As the last word was uttered Farmer Charles Jason was ushered into the study. He was a chubby little man of fifty or fifty-five, with red hair, red face and a body which suggested the figure of a plump sparrow—a kindly man, no doubt, in the ordinary course of events, but the last person on earth that the two fugitives wanted to see.

“Well, this is a surprise,” said the master of the house, very cordially. “It’s not often you favor us with a visit as far down the highway as this.”

“When a fellow has gout as much as I have nowadays,” returned Jason, “he doesn’t get away from home a great deal. But something important made me come out to-day.”

“Nothing wrong, I hope?” asked Mr. Peyton.

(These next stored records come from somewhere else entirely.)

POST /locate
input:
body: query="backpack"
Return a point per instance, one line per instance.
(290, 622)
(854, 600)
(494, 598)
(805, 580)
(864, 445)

George took hold of Watson’s left hand, and edged towards the open door. But Mr. Peyton, not waiting for Jason to answer his question, leaped forward and barred the way.

“You fellows must not go until Mr. Jason has heard those negro melodies.”

Owing to the number of people in the room (for all the children were there), Jason had not singled out the Northerners for any attention. But now he naturally looked at them. There was nothing suspicious in his glance; it was merely good-natured and patronizing.